When I worked with my partners Kevin and Dan on the shorebird migration study this summer, we were taken by helicopter with all of our supplies to our study site where we spent nearly a month and a half. We obviously had to bring everything we needed, which included a 55 gallon barrel of gas to power our generator, a propane freezer for samples, 3 55 gallon barrels of food, sleeping and working tents and lots of random gear! It took two helicopter trips to get it all there. When the helicopter left for the last time, Kevin and Dan went off to explore Foggy Island, which certainly lived up to its name!

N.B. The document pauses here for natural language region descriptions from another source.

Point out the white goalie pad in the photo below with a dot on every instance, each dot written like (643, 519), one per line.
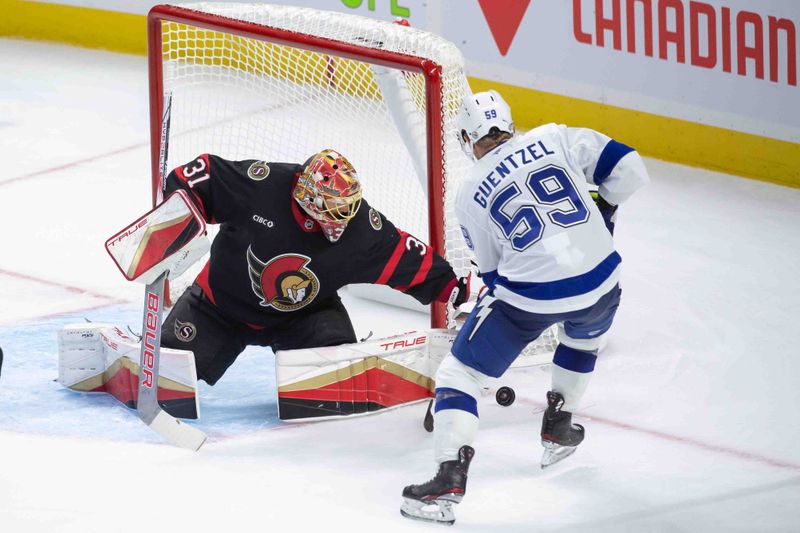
(170, 237)
(95, 357)
(359, 378)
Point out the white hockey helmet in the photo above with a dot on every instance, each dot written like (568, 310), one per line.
(479, 113)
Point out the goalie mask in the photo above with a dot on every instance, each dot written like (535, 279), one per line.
(329, 191)
(479, 113)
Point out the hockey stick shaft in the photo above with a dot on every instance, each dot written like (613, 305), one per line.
(169, 427)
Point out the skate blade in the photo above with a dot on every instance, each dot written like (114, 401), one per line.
(553, 453)
(437, 511)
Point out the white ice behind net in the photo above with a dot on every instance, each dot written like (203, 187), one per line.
(244, 98)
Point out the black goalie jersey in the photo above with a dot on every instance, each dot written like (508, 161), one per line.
(269, 258)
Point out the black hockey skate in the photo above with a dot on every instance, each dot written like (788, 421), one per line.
(560, 436)
(433, 501)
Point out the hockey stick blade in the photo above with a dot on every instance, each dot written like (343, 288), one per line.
(173, 430)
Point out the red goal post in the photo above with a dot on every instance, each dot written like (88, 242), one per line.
(205, 38)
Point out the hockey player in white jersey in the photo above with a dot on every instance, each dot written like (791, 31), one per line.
(545, 250)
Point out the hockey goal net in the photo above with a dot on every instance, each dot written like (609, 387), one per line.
(279, 83)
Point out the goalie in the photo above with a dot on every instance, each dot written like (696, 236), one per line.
(291, 235)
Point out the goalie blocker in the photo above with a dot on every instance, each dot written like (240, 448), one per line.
(171, 238)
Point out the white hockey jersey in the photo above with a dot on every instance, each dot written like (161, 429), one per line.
(525, 210)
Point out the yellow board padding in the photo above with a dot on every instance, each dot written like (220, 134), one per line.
(657, 136)
(653, 135)
(92, 28)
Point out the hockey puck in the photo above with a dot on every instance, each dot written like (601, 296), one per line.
(505, 396)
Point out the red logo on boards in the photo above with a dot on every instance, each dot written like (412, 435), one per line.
(504, 18)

Wednesday, November 15, 2006
Here is Dave Dalton, the musher I worked for, at another checkpoint on the Yukon Quest. There were reporters at every checkpoint during the 1,000 mile race and since Dave was in the top four, he was often in demand to be interviewed. The Quest is a huge deal in Alaska. The reporters had to check with me first to ask permission to talk to Dave. They knew that he needed his food and rest at the few and far between checkpoints. He was very accomodating, though, and they got good stories from the trail from him. Dave is a real character who drove cab in Fairbanks for years and has run the Yukon Quest for many, many years. I admire his adventerous spirit and his east coast attitude and had a great time working for him and his dogs!
The Yukon Quest Finish
Here is Dave Dalton at a checkpoint during the Yukon Quest race this past February. At every checkpoint, mushers have to show that they still have all of their mandatory survival gear, such as snowshoes, axe and stove. Since there are so few checkpoints, these items are essential. Dave got into this checkpoint late at night and as you can probably tell it was COLD.

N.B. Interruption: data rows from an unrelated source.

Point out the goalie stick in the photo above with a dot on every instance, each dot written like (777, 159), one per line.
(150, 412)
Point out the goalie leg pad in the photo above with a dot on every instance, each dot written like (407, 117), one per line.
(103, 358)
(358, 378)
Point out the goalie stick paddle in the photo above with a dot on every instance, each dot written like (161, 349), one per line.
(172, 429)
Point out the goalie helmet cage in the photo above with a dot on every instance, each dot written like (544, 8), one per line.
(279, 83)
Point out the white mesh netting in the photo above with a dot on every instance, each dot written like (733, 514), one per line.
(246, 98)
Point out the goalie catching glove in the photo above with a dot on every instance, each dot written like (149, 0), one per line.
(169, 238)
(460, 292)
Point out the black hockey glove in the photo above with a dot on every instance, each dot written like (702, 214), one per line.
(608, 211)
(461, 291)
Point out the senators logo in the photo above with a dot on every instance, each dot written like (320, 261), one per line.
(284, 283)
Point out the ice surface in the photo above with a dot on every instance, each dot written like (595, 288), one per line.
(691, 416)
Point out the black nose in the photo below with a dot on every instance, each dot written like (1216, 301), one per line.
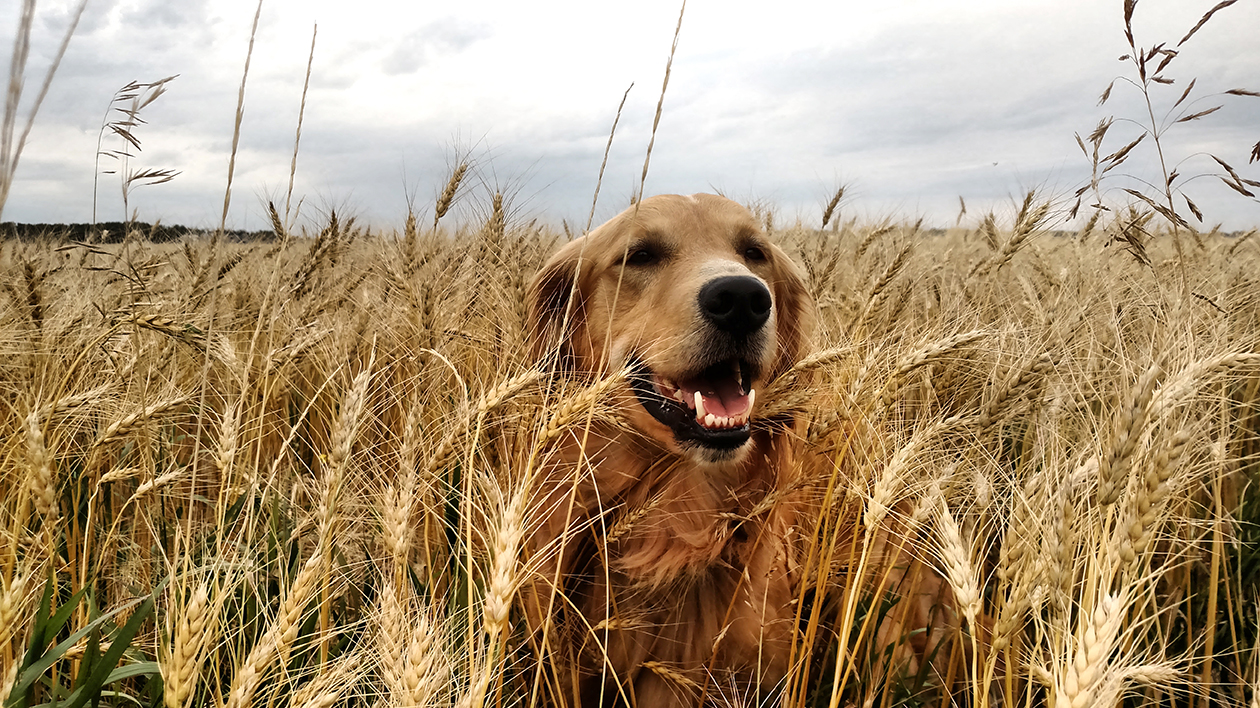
(736, 304)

Here is Dave Dalton during the Yukon Quest at a checkpoint in the middle of the race. There are only eight checkpoints in the entire race, as opposed to the Iditarod which is just as long but has double the checkpoints. The dogs know that being at a checkpoint means sleep and they waste no time getting to it!

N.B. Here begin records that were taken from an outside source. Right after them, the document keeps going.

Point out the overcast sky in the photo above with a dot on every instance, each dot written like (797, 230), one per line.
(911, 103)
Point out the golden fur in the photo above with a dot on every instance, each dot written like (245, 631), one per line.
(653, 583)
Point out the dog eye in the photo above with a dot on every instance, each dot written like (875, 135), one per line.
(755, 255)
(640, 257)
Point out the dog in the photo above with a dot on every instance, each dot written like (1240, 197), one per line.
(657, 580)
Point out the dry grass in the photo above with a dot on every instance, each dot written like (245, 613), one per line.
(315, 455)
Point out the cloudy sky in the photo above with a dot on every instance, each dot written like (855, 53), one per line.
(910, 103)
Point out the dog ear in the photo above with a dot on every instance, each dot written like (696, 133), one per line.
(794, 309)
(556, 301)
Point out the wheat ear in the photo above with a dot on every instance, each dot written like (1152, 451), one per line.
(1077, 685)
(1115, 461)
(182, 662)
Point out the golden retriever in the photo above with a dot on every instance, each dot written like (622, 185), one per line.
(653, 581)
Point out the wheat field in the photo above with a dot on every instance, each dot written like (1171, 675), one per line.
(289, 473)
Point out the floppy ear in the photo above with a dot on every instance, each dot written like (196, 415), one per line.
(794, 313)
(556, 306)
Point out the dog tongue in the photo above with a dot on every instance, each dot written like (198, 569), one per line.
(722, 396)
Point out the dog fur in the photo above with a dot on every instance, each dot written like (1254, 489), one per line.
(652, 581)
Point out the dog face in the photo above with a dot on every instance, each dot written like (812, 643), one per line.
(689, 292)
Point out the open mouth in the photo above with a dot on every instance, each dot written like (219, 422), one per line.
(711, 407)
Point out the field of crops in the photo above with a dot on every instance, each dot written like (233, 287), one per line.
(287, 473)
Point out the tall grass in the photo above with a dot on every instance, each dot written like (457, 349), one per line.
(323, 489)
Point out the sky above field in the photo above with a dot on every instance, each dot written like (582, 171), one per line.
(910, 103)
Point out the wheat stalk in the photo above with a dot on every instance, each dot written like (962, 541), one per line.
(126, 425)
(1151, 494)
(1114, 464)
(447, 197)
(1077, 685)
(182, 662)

Tuesday, November 14, 2006
Here I am working on the migration study on Foggy Island on the Sag River Delta by the Bering Sea. We actually had a centrifuge that we ran with a generator to extract plasma from blood samples from shorebirds we caught. That is what I am doing here, which is a pretty delicate and time-consuming process. We had a HUGE propane freezer to store these samples. We joked that would should have asked for ice cream in our resupplies, our freezer was so big. It used a lot of propane and before we got the correct hose, made lots of fumes in our "lab tent," hence working outside like this.